La décision du DoJ est considérée comme une victoire des parlementaires républicains accusant l’administration Obama de porter préjudice à des activités commerciales « légitimes ». Dans une lettre adressée à Bod Goodlatte, Président du Comité des affaires judiciaires de la Chambre des représentants, l’Assistant Attorney General Stephen Boyd a annoncé mettre un terme à cette opération, jugeant que le programme était une initiative malencontreuse qui a empêché les banques de servir des clients tels que les prêteurs de court terme (payday lenders) et les vendeurs d’armes à feu. Le directeur du superviseur bancaire national, l’Office of the Comptroller of the Currency (OCC), Keith Noreika, a accueilli positivement cette annonce.

La justice américaine met en cause deux cadres de la Société Générale dans l’affaire du LIBOR

Le Department of Justice (DoJ) a mis en accusation deux responsables françaises en charge de la trésorerie de la banque Société générale (pour le groupe et pour la France) à l’époque des faits reprochés (2010-2011), pour leur rôle supposé dans l’affaire de manipulation du taux interbancaire LIBOR, qui sert de référence à la fixation de taux de nombreux produits financiers. Selon l’acte d’accusation, les deux cadres, qui n’exerçaient pas aux Etats-Unis, auraient donné des instructions de soumettre de fausses informations relatives au taux auquel la banque pouvait emprunter de l’argent afin de « laisser paraître que Société Générale était capable d’emprunter de l’argent à un taux plus favorable qu’elle ne le pouvait en réalité ». En conséquence de quoi, selon le DoJ, « la fausse information a altéré le calcul du LIBOR en dollars, ce qui a donc affecté toutes les transactions financières liées [au LIBOR en dollars] ce jour-là ». Au total, selon les procureurs, cette manipulation présumée aurait eu un impact négatif de « plus de 170 millions de dollars sur les marchés financiers mondiaux ».

BREVES

-L’investisseur Carl Icahn a annoncé qu’il renonçait à ses fonctions de conseiller spécial de Donald Trump pour la dérégulation financière. M. Icahn avait été nommé en décembre dernier avec pour mission de «se débarrasser des régulations destructrices d’emplois qui freinent la croissance économique ». La nomination de M. Icahn avait été critiquée par les démocrates, qui le soupçonnaient de faire avancer dans le cadre de ses fonctions des dossiers dans lesquels il avait un intérêt financier direct, comme celui des règles environnementales s’appliquant aux raffineries de pétrole.

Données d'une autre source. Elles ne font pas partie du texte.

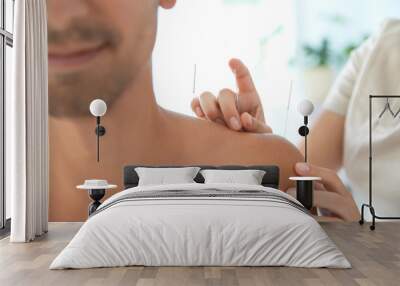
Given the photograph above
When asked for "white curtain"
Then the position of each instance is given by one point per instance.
(27, 124)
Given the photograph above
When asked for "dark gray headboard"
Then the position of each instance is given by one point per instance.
(271, 178)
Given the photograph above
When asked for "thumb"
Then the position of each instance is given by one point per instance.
(251, 124)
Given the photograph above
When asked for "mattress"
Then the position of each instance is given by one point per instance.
(201, 225)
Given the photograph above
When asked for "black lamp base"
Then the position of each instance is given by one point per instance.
(304, 192)
(96, 196)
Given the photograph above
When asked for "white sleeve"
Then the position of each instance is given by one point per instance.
(341, 92)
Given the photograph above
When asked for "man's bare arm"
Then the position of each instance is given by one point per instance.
(325, 142)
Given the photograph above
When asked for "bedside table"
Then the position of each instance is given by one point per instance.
(96, 189)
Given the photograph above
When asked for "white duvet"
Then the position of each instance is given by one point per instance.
(200, 232)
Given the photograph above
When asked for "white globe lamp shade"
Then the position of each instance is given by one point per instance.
(98, 108)
(305, 108)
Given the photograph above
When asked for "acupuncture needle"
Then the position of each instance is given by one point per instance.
(288, 106)
(194, 79)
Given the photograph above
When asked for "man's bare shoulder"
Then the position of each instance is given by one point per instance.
(211, 143)
(235, 147)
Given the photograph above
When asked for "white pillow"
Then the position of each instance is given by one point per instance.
(247, 177)
(166, 176)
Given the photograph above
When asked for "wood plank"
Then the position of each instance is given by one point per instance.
(375, 257)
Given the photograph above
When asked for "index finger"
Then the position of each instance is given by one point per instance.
(330, 179)
(244, 80)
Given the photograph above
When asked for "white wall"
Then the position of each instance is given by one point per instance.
(209, 32)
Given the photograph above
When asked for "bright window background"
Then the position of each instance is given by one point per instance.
(268, 36)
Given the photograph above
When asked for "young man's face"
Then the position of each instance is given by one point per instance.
(96, 48)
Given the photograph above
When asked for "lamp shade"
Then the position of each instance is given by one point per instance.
(305, 108)
(98, 107)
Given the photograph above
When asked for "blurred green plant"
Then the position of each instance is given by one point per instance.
(319, 55)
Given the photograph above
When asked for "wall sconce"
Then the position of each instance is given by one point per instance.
(98, 109)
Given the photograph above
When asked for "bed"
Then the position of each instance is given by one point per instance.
(201, 224)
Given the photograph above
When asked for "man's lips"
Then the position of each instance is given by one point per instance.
(74, 58)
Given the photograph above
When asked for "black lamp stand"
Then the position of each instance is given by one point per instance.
(305, 188)
(100, 131)
(370, 205)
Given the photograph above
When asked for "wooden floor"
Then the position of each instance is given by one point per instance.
(375, 257)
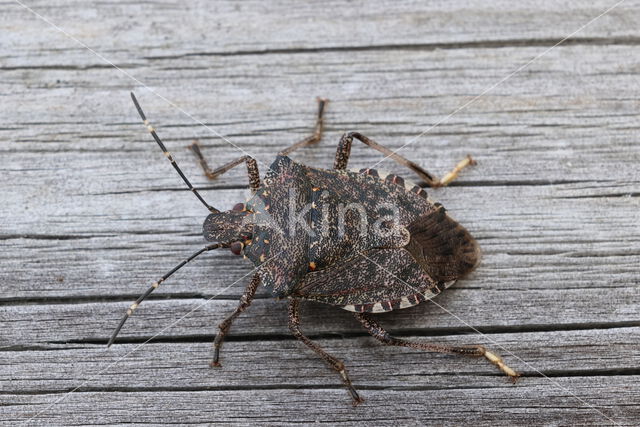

-L’Office of Management and Budget (OMB) a approuvé une proposition qui repousse de 18 mois la mise en œuvre de dispositions relatives à l’application (enforcement) de la règle sur le devoir fiduciaire du Department of Labor (DoL). Ces dispositions entreraient alors en vigueur le 1er juillet 2019.

-Le congressman républicain Blaine Luetkemeyer a écrit à Janet Yellen à la Fed pour lui demander de revoir le traitement des banques étrangères opérant aux Etats-Unis. Il estime notamment que les propositions européennes récemment concernant la mise en place de holdings intermédiaires sont une réponse aux mesures prises auparavant par la Fed et qui, selon lui, limitent la capacité des banques à opérer efficacement à l’international et conduisent à un accroissement de la fragmentation des marchés financiers mondiaux.

-D. Trump a signé le 15 août 2017 un décret présidentiel (executive order) visant à simplifier et raccourcir les procédures nécessaires à la construction d’infrastructures. En particulier, le décret abroge les mesures mises en place sous la présidence Obama en matière d’examen préalable sur l’impact sur le changement climatique et le niveau des mers. Il revoit également les procédures d’études environnementales préalables, en imposant des délais plus courts et une plus grande coordination aux administrations concernées.